MacroFab’s successful Series B round, and the quality of the investors involved, are a testament to the growing confidence in the industry’s digital transformation; they also underscore the ecosystem approach that defines this transformation.

Edison Partners, which led the funding round, is an early growth investor that focuses on high-growth companies; their involvement, says Govshteyn, signals that the business model is now well defined, and that investors see it as the right bet on important secular trends like reshoring and digital efficiency in electronics manufacturing. Prior investors like ATX Venture Partners also participated in the round, demonstrating their continued confidence in MacroFab’s growth path.

Altium Limited, which joined the funding round as a strategic investor, is a cloud-based electronics design platform which is very active in the manufacturing and supply chain space and has been collaborating with MacroFab for some time. “The future is not just design, it’s design plus manufacturing” says Govshteyn in the EMSNOW interview. The collaboration between the two companies represents a joint conviction bet that connecting design, manufacturing and supply chain solutions is the best way to accelerate innovation and boost efficiency.

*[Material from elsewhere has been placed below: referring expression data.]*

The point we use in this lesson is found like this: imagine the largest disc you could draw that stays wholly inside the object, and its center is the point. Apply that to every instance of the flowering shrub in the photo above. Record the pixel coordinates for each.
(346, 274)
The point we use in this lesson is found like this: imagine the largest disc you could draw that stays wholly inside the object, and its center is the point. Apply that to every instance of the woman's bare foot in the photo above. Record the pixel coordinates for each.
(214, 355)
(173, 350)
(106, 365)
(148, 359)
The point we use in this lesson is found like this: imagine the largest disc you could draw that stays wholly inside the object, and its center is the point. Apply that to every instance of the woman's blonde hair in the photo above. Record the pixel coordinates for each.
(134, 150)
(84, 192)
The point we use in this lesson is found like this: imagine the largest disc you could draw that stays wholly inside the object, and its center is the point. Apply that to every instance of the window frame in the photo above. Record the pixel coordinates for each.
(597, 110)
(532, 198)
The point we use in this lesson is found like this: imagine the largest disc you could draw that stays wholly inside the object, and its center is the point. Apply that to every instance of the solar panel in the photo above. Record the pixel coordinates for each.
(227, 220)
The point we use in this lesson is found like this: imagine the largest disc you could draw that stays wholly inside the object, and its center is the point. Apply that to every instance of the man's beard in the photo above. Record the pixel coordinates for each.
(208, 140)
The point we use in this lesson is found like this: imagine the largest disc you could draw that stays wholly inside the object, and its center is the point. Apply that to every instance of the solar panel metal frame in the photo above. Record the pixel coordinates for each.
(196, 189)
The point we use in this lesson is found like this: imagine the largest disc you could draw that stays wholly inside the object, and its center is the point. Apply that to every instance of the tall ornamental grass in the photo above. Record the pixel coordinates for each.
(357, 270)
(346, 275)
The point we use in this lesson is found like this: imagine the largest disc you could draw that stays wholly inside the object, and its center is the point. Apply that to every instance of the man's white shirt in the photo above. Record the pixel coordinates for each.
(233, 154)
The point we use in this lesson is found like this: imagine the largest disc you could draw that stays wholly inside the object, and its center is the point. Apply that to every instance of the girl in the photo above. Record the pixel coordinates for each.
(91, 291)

Is this confidence in MacroFab’s growth potential justified? Misha Govshteyn notes that the mid-volume electronics manufacturing market in North America is worth over $100 billion, and that digital manufacturing models could easily aim to take about one-fifth of it before their growth slows down and competition gets tougher. MacroFab, which has been growing at an over 100% pace recently, aims to deploy the new funding to hire more talent across engineering, R&D, product management, sales and marketing, and to launch a second distribution center in Mexico (the current one is in Houston, TX), so as to stay ahead of the market.

Most importantly, the trend that MacroFab is betting on appears well entrenched. Globalization has entered a new phase, where protectionism and strategic national interests are set to keep playing a stronger role. The disruptions of recent years have persuaded more and more companies to restructure and localize their supply chains so as to be closer to customers and less exposed to various trade shocks. And manufacturing platforms offer increasingly attractive benefits in terms of diversification and speed. Companies like MacroFab are playing a major role in accelerating this transformation, and well positioned to reap the benefits.